Vice-campeã mundial na patinação artística, Ashley Wagner revela que foi abusada sexualmente por John Coughlin



A norte-americana Ashley Wagner, vice-campeã mundial de Patinação Artística de 2016, três vezes campeã dos EUA e medalha de bronze por equipes nas Olimpíadas de Sochi revelou ter sido alvo de abuso sexual feito pelo patinador de duplas John Coughlin, também dos EUA. Coughlin bicampeão do país na categoria duplas estava sendo investigado pela SafeSport por diversas acusações de condutas impróprias que incluíam estupros e abuso de menores, quando cometeu suicídio em janeiro deste ano.

O caso relatado por Wagner aconteceu em 2008, quando a patinadora tinha 17 anos, durante o período de um acampamento de treinos em Colorado Springs: segundo depoimento ao jornal USA Today, ela teria ficado para dormir na casa de companheiros de treino após uma festa. No meio da noite, Coughlin, então com 22 anos invadiu sua cama e começou a tocá-la sem consentimento e com claras intenções sexuais. Durante o que descreveu como um tempo aproximado de cinco minutos, a patinadora tentou ignorar seus avanços na tentativa de fazê-lo desistir, e por fim conseguiu afastá-lo dizendo "Não". Embora um ato sexual não tenha sido consumado, o assédio seria de natureza criminosa por si só, ainda mais se considerando que a parte agredida era menor de idade e o abusador um homem mais velho, com força física notável e 1m90 de altura.
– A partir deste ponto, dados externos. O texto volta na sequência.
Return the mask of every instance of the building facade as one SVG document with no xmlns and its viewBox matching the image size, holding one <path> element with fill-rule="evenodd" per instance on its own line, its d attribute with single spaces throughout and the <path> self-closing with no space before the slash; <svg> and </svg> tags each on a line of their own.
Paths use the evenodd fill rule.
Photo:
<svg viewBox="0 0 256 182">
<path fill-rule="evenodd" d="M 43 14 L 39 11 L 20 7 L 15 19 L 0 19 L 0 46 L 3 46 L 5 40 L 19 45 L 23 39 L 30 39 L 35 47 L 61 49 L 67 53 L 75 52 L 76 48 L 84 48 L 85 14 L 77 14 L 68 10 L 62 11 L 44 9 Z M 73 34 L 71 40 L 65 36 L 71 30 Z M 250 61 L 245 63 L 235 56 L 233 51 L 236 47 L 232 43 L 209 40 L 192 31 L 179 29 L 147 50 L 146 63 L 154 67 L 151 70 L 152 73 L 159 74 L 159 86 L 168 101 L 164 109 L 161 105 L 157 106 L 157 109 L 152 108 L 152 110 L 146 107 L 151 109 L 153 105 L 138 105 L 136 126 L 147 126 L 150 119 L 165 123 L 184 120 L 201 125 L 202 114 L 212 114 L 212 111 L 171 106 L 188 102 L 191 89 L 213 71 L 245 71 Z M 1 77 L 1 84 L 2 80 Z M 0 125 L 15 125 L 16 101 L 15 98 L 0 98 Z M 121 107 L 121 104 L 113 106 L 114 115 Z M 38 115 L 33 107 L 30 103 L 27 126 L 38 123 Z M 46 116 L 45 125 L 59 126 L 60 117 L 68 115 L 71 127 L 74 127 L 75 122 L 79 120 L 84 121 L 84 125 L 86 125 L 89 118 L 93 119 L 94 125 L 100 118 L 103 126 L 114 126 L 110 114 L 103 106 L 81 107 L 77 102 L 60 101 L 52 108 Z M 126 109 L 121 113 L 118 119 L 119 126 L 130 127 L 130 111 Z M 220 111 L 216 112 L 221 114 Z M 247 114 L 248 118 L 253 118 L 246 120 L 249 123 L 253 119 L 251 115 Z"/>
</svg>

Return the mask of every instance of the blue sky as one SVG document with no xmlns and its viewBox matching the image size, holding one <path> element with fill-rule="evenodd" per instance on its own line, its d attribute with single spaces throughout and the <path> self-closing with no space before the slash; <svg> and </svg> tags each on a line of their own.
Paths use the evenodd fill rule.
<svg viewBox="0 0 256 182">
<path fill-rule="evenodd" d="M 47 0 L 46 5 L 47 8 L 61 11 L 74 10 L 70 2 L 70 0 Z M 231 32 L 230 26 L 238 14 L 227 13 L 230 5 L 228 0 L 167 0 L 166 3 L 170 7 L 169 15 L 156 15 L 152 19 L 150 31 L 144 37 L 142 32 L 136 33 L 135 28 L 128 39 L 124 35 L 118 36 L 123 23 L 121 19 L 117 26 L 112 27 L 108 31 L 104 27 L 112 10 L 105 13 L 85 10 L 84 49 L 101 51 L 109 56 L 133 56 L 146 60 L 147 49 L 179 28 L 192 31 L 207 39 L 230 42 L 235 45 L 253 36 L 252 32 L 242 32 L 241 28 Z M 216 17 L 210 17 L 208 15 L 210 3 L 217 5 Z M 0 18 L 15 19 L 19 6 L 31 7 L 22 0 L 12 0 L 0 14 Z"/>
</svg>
Wagner afirmou carregar traumas da situação, ter duvidado da própria percepção dos fatos por muito tempo e declarou que não divulgou até agora o que aconteceu por ter temido danos à sua carreira: Coughlin era extremamente bem relacionado, influente e tinha excelente reputação entre os colegas, assim a tendência seria de se considerar mais quaisquer afirmações dele sobre o caso do que as dela: "Eu genuinamente não senti que alguém fosse me ouvir de todo modo. Todo mundo gostava daquele cara. Até eu gostava. Como alguém tão querido poderia fazer algo tão ruim?" Mas completou: "Quando eu penso nisso, essa é a parte mais importante da minha história: boas pessoas também podem machucar você". 

Após sua morte, John Coughlin recebeu diversas homenagens de colegas do mundo da patinação, e muitos puseram em dúvida a legitimidade das acusações de assédio feitas pelas vítimas ouvidas pela SafeSport. Alguns defensores do então ex-patinador e comentarista da emissoras de TV chegaram a ir mais longe com arrecadação de fundos para a realização do funeral e campanhas públicas de solidariedade: a ex-técnica de Coughlin, Dalilah Sappenfield, promoveu o uso de bonés do time de futebol americano Kansas City Chiefs—o favorito do patinador—dentre seus alunos e amigos durante o Campeonato Nacional dos EUA deste ano como solidariedade à família do então recém-falecido bicampeão, atitude que foi considerada arbitrária, insensível e desrespeitosa ante os acusadores. Outros patinadores chegaram a prestar extensos tributos em postagens de redes sociais e até mesmo em programas de exibição. Não se sabe, no entanto, se algum deles realmente saberia dos eventos de assédio e estupro de vulneráveis relacionados ao caso.

Ashley Wagner, em seu depoimento classificou o problema como um grande mal crônico da Patinação Artística: "Não é sobre um nome, é sobre o ambiente que permitiu esse ato acontecer. Quero que as pessoas entendam a dinâmica do meu esporte onde desequilíbrios de poder desconfortáveis aumentam vigorosamente ainda hoje em dia". E pediu medidas que tornem o esporte seguro para pessoas mais frágeis, como garotas menores de idade: "Quero que crianças possam continuar podendo ser crianças neste esporte. As pessoas precisam começar a falar em criar limites".

O depoimento de Wagner não é o primeiro a tornar público os atos de assédio sexual de John Coughlin: antes dela a ex-parceira de competição de Coughlin, Bridget Namiotka, declarou em maio último ter sofrido abusos sexuais sistemáticos durante 2 anos enquanto mantiveram a dupla, e declarou saber de pelo menos mais 10 outras vítimas. Com o suicídio de Coughlin, a SafeSport encerrou investigações, mas a divulgação de novos depoimentos aumenta as chances do caso ser retomado e que alguma medida de reparação seja feita em nome das vítimas e partes prejudicadas.